Right now organic solar cells, although cheap, are too inefficient to compete with silicon-based ones. A team of researchers from Wake Forest University in North Carolina have developed a practical method of doubling the efficiency of organic (or dye-sensitized) solar cells by adding a layer of upright optical fibers acting as sunlight traps.
David Carroll, the team’s leader in this project, has founded a spinoff company called “FiberCell”, trying to develop a manufacturing process that others could use: “We’re on the cusp of having working demonstrators that would convince someone to go into production with this,” said Carroll.

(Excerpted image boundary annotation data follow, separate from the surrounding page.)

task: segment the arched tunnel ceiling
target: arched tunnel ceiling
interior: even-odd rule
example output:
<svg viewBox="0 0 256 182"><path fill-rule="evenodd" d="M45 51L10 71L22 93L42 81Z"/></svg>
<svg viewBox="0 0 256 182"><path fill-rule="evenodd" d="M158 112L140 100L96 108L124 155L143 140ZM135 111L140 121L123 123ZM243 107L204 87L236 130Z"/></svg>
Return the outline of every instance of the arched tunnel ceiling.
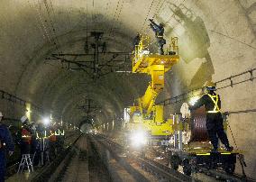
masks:
<svg viewBox="0 0 256 182"><path fill-rule="evenodd" d="M218 2L2 0L2 87L41 105L47 112L62 114L69 122L81 120L84 114L77 105L83 105L85 97L91 97L102 107L103 112L97 114L102 120L119 115L123 107L133 105L133 99L143 93L148 77L113 73L91 80L82 71L67 70L59 62L45 59L52 53L84 53L87 32L92 31L104 32L107 51L131 52L136 32L149 33L154 39L147 22L151 17L165 23L167 37L179 38L182 61L168 74L165 96L176 96L186 89L201 86L206 80L213 78L215 68L218 68L215 59L224 59L227 62L227 58L242 56L241 48L255 49L255 24L251 23L248 12L244 12L250 1L242 5L238 0ZM237 12L228 13L231 7ZM242 21L237 21L237 17ZM241 31L236 32L238 27ZM224 37L226 34L232 36ZM237 37L238 41L242 38L240 42L232 41L239 46L230 48L232 37ZM221 49L233 49L239 54L220 50L220 44ZM246 66L242 66L241 70ZM125 68L131 69L131 67ZM187 77L187 71L193 73L192 78Z"/></svg>

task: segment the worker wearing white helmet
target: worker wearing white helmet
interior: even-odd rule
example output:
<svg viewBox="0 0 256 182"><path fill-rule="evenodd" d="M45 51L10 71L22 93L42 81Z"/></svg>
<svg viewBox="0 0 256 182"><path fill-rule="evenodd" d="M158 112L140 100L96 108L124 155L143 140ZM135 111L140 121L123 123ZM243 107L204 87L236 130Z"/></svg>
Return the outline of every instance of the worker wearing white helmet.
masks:
<svg viewBox="0 0 256 182"><path fill-rule="evenodd" d="M32 130L28 124L29 120L26 115L23 115L21 118L21 122L23 123L21 153L29 154L31 144L32 144Z"/></svg>
<svg viewBox="0 0 256 182"><path fill-rule="evenodd" d="M14 144L8 128L2 123L4 115L0 112L0 181L5 181L6 170L5 151L11 156L14 151Z"/></svg>
<svg viewBox="0 0 256 182"><path fill-rule="evenodd" d="M218 152L218 138L224 144L228 151L232 151L233 148L229 145L226 133L224 130L223 116L221 114L221 98L215 91L215 84L208 81L206 84L207 93L197 101L194 105L190 105L190 110L195 110L205 105L206 111L206 129L209 139L214 149L213 152Z"/></svg>

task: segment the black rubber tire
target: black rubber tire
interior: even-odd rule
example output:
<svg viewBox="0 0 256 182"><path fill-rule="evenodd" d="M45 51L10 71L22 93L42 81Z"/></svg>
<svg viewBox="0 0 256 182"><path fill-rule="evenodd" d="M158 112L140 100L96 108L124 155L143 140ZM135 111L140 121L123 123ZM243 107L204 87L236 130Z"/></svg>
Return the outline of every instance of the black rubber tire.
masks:
<svg viewBox="0 0 256 182"><path fill-rule="evenodd" d="M174 170L178 170L180 164L180 158L178 155L172 155L169 159L170 167Z"/></svg>
<svg viewBox="0 0 256 182"><path fill-rule="evenodd" d="M223 168L227 174L233 175L235 169L235 163L225 163Z"/></svg>
<svg viewBox="0 0 256 182"><path fill-rule="evenodd" d="M183 172L187 176L190 176L192 173L192 168L191 168L191 164L189 163L188 159L185 159L182 161L182 166L183 166Z"/></svg>

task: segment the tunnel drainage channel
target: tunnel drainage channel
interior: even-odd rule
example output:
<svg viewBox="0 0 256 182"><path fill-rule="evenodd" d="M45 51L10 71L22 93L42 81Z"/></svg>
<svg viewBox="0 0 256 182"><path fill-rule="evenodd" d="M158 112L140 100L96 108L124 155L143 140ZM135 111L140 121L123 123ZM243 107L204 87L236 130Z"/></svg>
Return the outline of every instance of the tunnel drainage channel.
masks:
<svg viewBox="0 0 256 182"><path fill-rule="evenodd" d="M82 135L79 135L78 139L69 146L64 151L62 151L56 159L54 159L49 166L47 166L45 168L42 169L41 173L36 175L32 181L34 182L41 182L49 180L51 177L51 174L55 172L56 168L59 166L61 161L66 159L70 159L72 155L74 154L73 147L77 143L77 141L80 139ZM66 160L67 161L67 160ZM69 160L68 160L69 161ZM60 171L61 173L61 171Z"/></svg>

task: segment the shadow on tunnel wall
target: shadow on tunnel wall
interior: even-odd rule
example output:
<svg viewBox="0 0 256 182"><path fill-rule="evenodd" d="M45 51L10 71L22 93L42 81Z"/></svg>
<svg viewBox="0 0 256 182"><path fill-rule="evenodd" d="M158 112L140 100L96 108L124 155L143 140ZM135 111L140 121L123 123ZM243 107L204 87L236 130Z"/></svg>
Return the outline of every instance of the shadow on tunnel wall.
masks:
<svg viewBox="0 0 256 182"><path fill-rule="evenodd" d="M166 24L166 35L178 36L179 54L186 63L191 63L196 59L205 59L197 73L191 77L190 88L202 86L207 80L212 79L215 69L208 48L210 38L203 19L185 5L176 5L170 1L162 11L168 12L168 17L158 16Z"/></svg>

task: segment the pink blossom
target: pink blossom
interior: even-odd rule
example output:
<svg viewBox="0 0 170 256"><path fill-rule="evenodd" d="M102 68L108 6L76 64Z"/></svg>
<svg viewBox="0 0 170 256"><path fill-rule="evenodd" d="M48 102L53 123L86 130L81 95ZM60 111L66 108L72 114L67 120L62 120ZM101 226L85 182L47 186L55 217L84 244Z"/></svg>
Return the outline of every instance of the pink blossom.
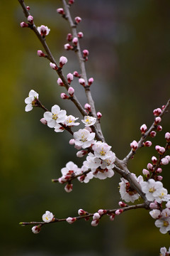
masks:
<svg viewBox="0 0 170 256"><path fill-rule="evenodd" d="M169 132L166 132L165 139L166 140L167 142L170 142L170 133Z"/></svg>
<svg viewBox="0 0 170 256"><path fill-rule="evenodd" d="M79 82L80 85L85 86L85 80L84 78L79 78Z"/></svg>
<svg viewBox="0 0 170 256"><path fill-rule="evenodd" d="M72 40L72 43L74 43L75 46L76 46L77 43L78 43L78 38L76 37L74 37Z"/></svg>
<svg viewBox="0 0 170 256"><path fill-rule="evenodd" d="M58 78L57 80L57 84L60 85L60 86L64 86L64 82L62 82L62 80L61 80L61 78Z"/></svg>
<svg viewBox="0 0 170 256"><path fill-rule="evenodd" d="M42 36L47 36L50 31L50 29L48 28L47 26L44 26L44 25L41 25L40 26L38 26L37 29Z"/></svg>
<svg viewBox="0 0 170 256"><path fill-rule="evenodd" d="M52 69L57 70L58 69L58 68L57 67L57 65L55 63L50 63L50 66L51 67Z"/></svg>
<svg viewBox="0 0 170 256"><path fill-rule="evenodd" d="M69 92L70 96L73 96L74 92L74 89L73 87L69 87L69 90L68 90L68 92Z"/></svg>
<svg viewBox="0 0 170 256"><path fill-rule="evenodd" d="M73 80L74 76L73 74L72 73L69 73L67 75L67 81L69 83L71 83L72 81Z"/></svg>
<svg viewBox="0 0 170 256"><path fill-rule="evenodd" d="M84 34L82 32L77 33L77 36L79 38L82 38L84 37Z"/></svg>
<svg viewBox="0 0 170 256"><path fill-rule="evenodd" d="M76 221L76 218L72 218L72 217L69 217L66 219L66 221L69 223L69 224L72 224Z"/></svg>
<svg viewBox="0 0 170 256"><path fill-rule="evenodd" d="M89 80L88 80L88 85L89 85L89 86L90 86L91 85L92 85L93 82L94 82L94 78L89 78Z"/></svg>
<svg viewBox="0 0 170 256"><path fill-rule="evenodd" d="M138 147L138 143L135 140L132 141L132 142L130 143L130 147L133 151L135 151Z"/></svg>
<svg viewBox="0 0 170 256"><path fill-rule="evenodd" d="M81 21L81 18L77 16L74 18L74 21L76 21L76 23L79 23Z"/></svg>
<svg viewBox="0 0 170 256"><path fill-rule="evenodd" d="M60 58L60 67L62 68L67 63L67 58L64 56Z"/></svg>
<svg viewBox="0 0 170 256"><path fill-rule="evenodd" d="M62 100L67 100L69 99L69 96L67 95L64 92L62 92L60 97Z"/></svg>
<svg viewBox="0 0 170 256"><path fill-rule="evenodd" d="M24 21L21 22L20 26L21 26L21 28L28 28L28 24L26 23L26 22L24 22Z"/></svg>
<svg viewBox="0 0 170 256"><path fill-rule="evenodd" d="M140 131L141 131L142 134L144 134L145 132L147 132L147 127L145 124L141 125Z"/></svg>
<svg viewBox="0 0 170 256"><path fill-rule="evenodd" d="M29 15L27 17L27 20L28 20L28 22L30 22L31 24L33 24L33 17L31 15Z"/></svg>
<svg viewBox="0 0 170 256"><path fill-rule="evenodd" d="M161 122L162 122L162 119L160 117L156 117L154 119L154 125L159 124Z"/></svg>

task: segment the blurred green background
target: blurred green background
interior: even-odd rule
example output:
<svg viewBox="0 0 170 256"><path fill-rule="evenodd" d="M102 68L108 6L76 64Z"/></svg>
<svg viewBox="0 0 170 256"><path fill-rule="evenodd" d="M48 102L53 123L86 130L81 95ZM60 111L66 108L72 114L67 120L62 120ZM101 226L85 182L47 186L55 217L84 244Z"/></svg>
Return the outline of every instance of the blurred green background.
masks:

Increasing the efficiency of dye-sensitized solar cells to above 10 percent by tweaking the chemistries of the organic layer isn’t enough, as those cannot catch up to the performance of silicon solar cells. “The answer doesn’t lie in chemistry–it lies in the architecture of the cell itself,” he says. Carroll adds that the dollar-per-watt cost of manufacturing fiber-based organic cells should be about the same cost as for flat organic cells. “But they can be produced in a factory costing one-tenth that of a silicon foundry,” he says. This would make them much cheaper to produce than silicon cells.
Carooll calls his fibers “light pipes”, and they protrude from the surface perpendicularly on the surface of the cell. They are surrounded by organic solar cells applied using a dip-coating process, and a light-absorbing dye or polymer is also sprayed onto the cell. Light can enter the tip of a fiber at any angle. Photons then bounce around inside the fiber until they are absorbed by the surrounding organic cell.
Lab tests demonstrated that the fiber they installed helped the light absorption by half. One factor that also reduces the prices of the whole contraption is the lack of sun tracking devices, because the fibers can receive the light from any angle.